Un extraño caso
Tenía mucho que no posteaba un cuento. Esta vez tengo una explicación a este abandono de mis seguidores. Recuerdo que era temprano cuando se me acercó un señor pidiéndome fuego. A mí, un señor que odia ver a otro emitir humo de su boca. Solo lo miré y él no vaciló en retirarse del lugar. Me miró como si yo había violado 200 mujeres y asesinado 300 personas. Bastante expresivo, lo fue, pero debe tener más tacto el maldito. Bueno el caso es que tuve que salir temprano ese dia. No recuerdo si era por una tostadas y un rico café de la calle 22 esquina patrulla, o el matutino. Solo se que hacía mucho frío, más de lo normal para serles exacto. Pasaron como 20 minutos esperando. Hasta que no aguante y me levanté de la mesa y empecé a retirarme de ese café pero ahí mismo se me acercó un señor con acento inglés y me entrega un celular creyendo que era el mío. Me volteo miro al señor, le digo que ese no era mi aparato y me dice que estaba en la mesa. Que raro le comento, no vi ninguno hace unos segundos. Pos no sé señor, solo quería ayudar. Reviso mis bolsillo y me doy cuenta de que no tenía mi celular. Esos contactos me preocupaba, no había hecho copia de seguridad. Cuando quise devolverme hacia el café escucho una tremendo explosión y corrí hasta ver lo sucedido. Era el bar donde pude haber muerto. Mis piernas empezaron a fallarme. Casi caigo desplomado al piso. Solo escuchaba pero muy lejos, los sonidos de las sirenas y los sobrevivientes pidiendo ayuda.

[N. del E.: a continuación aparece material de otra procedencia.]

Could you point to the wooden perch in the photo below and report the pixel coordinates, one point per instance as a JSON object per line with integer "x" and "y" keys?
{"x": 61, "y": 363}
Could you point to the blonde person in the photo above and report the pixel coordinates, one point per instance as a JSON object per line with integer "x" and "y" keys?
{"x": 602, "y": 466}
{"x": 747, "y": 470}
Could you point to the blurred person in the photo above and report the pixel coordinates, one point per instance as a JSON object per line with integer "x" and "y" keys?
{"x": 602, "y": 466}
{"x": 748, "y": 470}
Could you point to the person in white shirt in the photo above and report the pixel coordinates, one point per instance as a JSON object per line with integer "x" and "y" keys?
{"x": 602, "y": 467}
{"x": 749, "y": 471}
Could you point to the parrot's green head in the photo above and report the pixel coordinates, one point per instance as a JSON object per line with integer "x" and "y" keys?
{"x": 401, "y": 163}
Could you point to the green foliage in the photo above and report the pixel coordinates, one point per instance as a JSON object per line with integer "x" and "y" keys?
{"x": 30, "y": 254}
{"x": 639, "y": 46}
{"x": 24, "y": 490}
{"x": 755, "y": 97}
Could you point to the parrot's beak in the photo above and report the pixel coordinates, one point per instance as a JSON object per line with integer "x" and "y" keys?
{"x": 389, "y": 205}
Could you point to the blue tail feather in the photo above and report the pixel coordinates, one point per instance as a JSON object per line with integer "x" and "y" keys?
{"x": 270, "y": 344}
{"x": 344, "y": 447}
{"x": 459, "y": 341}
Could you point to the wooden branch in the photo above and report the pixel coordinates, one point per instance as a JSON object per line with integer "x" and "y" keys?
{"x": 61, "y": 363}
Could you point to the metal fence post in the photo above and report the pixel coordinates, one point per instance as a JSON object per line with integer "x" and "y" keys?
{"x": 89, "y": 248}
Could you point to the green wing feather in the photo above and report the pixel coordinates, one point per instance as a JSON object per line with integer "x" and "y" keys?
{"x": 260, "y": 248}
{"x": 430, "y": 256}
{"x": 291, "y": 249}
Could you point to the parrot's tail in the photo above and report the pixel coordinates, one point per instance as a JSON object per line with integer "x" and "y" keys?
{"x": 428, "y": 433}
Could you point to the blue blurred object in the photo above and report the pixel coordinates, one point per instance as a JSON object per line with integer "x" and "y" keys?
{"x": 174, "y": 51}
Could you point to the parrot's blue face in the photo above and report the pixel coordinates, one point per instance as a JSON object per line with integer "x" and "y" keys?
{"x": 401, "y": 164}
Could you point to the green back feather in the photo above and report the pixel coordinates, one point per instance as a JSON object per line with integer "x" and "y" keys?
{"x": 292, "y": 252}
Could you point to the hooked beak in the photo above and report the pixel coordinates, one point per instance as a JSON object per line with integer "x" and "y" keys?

Pasaron varias semana luego de ese tremendo incidente terrorífico. Estaba en mi oficina leyendo la prensa, cuando sonó el teléfono y era la secretaria que me avisaba de una visita. Cuando le digo que le deje entrar, era un detective que buscaba más datos sobre lo que hacía en ese bar varios minutos antes de lo sucedido. Yo medio extrañado le comento que no recuerdo bien qué hacía ahí pero el servicio no era muy bueno que digamos, le comento. Y por eso lo destruyó? me pregunta el detective con rostro de reclamo, sintiéndome nuevamente como un asesino.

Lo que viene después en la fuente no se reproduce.